Technical considerations for this study

There are several technical limitations that might contribute to potential errors in the analysis that must be taken into account when performing downstream analyses or experiments. First, based on our definition, STs encoding protein and NATs are complementary to STs that do not code for proteins. With this definition, we eliminated from our analyses the pairs whose complementary transcripts were either protein-coding or non-coding. Secondly, inherent bias in the RNA-seq technology may have affected the results. Since lncRNAs in general are expressed at about one tenth of the ST, some NATs that were expressed at very low concentrations may not have been identified, leading to the underestimation of NATs.
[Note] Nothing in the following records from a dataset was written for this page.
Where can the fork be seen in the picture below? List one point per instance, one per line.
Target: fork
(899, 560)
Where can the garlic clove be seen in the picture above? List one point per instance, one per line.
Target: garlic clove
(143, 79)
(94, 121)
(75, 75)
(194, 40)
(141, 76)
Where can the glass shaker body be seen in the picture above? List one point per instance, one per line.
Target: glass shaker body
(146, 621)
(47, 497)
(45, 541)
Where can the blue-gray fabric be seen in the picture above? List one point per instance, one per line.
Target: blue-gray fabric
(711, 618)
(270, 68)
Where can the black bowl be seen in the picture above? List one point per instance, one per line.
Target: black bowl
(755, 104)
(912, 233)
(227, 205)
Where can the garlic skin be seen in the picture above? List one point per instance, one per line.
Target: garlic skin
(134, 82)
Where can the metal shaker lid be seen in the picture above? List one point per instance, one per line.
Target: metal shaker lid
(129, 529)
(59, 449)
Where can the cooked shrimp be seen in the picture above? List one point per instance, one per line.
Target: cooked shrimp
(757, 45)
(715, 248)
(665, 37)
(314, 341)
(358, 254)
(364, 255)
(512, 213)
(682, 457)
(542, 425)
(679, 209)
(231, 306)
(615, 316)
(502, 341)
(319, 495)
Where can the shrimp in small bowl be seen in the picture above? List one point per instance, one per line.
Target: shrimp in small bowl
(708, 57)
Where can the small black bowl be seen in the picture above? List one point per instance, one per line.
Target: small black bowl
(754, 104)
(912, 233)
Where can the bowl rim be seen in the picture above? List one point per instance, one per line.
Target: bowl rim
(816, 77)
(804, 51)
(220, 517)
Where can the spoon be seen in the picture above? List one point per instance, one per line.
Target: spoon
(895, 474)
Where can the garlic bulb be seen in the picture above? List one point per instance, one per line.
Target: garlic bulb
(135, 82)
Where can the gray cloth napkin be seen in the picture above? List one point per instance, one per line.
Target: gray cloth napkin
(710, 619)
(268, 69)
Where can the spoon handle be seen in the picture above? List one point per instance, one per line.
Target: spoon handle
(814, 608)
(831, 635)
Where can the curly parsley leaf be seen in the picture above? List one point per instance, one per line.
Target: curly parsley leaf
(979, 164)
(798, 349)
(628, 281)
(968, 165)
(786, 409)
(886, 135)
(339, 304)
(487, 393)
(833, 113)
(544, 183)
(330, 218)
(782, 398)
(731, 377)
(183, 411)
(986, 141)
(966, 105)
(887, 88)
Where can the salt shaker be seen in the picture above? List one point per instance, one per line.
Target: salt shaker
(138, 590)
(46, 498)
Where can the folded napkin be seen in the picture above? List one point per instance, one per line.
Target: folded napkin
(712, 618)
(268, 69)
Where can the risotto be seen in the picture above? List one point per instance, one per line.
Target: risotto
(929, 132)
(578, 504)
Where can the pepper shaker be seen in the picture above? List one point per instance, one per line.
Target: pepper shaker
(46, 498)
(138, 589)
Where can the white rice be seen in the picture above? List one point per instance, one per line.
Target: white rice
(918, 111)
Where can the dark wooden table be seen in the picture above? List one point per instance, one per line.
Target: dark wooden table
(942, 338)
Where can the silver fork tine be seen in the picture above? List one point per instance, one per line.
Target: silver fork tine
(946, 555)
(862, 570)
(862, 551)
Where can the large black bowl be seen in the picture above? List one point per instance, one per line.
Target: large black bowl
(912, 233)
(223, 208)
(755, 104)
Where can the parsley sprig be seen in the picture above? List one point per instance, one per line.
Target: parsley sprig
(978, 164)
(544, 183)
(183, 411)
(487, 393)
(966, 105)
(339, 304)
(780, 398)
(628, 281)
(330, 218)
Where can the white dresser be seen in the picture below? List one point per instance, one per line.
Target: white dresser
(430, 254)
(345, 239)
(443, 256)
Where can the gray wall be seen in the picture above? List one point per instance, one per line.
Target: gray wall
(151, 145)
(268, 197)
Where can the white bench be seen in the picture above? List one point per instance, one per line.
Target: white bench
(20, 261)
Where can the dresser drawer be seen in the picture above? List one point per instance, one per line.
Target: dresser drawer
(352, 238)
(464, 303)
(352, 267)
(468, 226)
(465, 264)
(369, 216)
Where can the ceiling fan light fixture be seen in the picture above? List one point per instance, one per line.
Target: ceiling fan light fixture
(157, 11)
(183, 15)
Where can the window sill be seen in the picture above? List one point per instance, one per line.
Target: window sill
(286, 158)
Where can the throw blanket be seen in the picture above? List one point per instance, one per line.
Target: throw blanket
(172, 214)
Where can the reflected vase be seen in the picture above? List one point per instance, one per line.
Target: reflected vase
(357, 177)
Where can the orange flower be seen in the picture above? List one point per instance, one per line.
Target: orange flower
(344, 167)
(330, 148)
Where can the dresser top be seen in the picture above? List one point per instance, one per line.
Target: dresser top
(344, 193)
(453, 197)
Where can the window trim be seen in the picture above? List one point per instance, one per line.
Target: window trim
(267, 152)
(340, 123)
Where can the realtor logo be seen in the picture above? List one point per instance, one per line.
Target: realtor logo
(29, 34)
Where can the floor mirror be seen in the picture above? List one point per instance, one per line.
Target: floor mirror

Thirdly, the samples used for this study are from three developmental stages: mycelia, primordia and fruiting body. As a result, we can only identify NATs that are expressed in at least one of the three developmental stages. And we might miss those NATs that were expressed transitively, but play important functions. In the future, performing additional transcriptome analysis at various conditions would likely to reveal additional NATs. Fourthly, because some regions of the NATs were not covered by the reads, a single NAT may have been broken into multiple NATs, leading to the overestimation of the numbers of NATs discovered. In fact, our analysis of the ratios between NATs and STs revealed multiplex relationships such as 1:n, n:1, and n:n mapping ratios. The n:1 relationship may have resulted from the incomplete coverage of particular antisense transcripts. Thus, obtaining the full-length NATs has to be a prerequisite for the determination of their functions. Last, the identification of trans-SAT pairs was also dependent on the similarity cutoff used for the complementary regions.

Materials and Methods

Strain and Culture Conditions

The dikaryotic strain G. lucidum CGMCC5.0026 was obtained from China General Microbiological Culture Collection Center (Beijing, China). The mycelia were cultivated in potato dextrose agar (PDA) medium in the dark at 28 °C for 7 days. The primordia and fruiting bodies were cultivated on Quercus variabilis logs as described previously[3].

ssRNA-seq analysis

Samples were collected from mycelia, primordia, and fruiting bodies, and then subjected to RNA extraction using the plant total RNA extraction kit (Tiangen, China). Genomic DNA contaminations were removed using RNase-free DNase I (Tiangen, China). RNA integrity and quality were examined on Bioanalyzer (Agilent). The strand-specific RNA-library was constructed following the SMART-seq protocol as describe previously[65]. The resulting cDNA was cleaved into 300 bp to 500 bp fragments to construct the sequencing libraries, then sequenced using an Illumina Hiseq 2500 platform. In order to get a relative high through output sequence data, the resulting raw reads were subjected to the following filtering process using FASTX-Toolkit (v0.0.14, http://hannonlab.cshl.edu/fastx_toolkit/). First, adapters were removed from the read sequences. Then reads containing at least ten percent of Ns were removed. Last, low-quality reads, such as those with more than half of the bases having a Phred base quality score of less than 5, were removed. The raw sequence reads were deposited in GenBank under the accession number (GSE94910). Data were analyzed using the Tuxedo packages (v1.3.2)[35]. First, the raw reads were mapped to the reference genome using TopHat[35]. Then the transcripts were reconstructed through Cufflinks using default parameters. The mapping of RNA-seq reads to the reference genome was visualized using Tablet (v1.12.12.05)[66].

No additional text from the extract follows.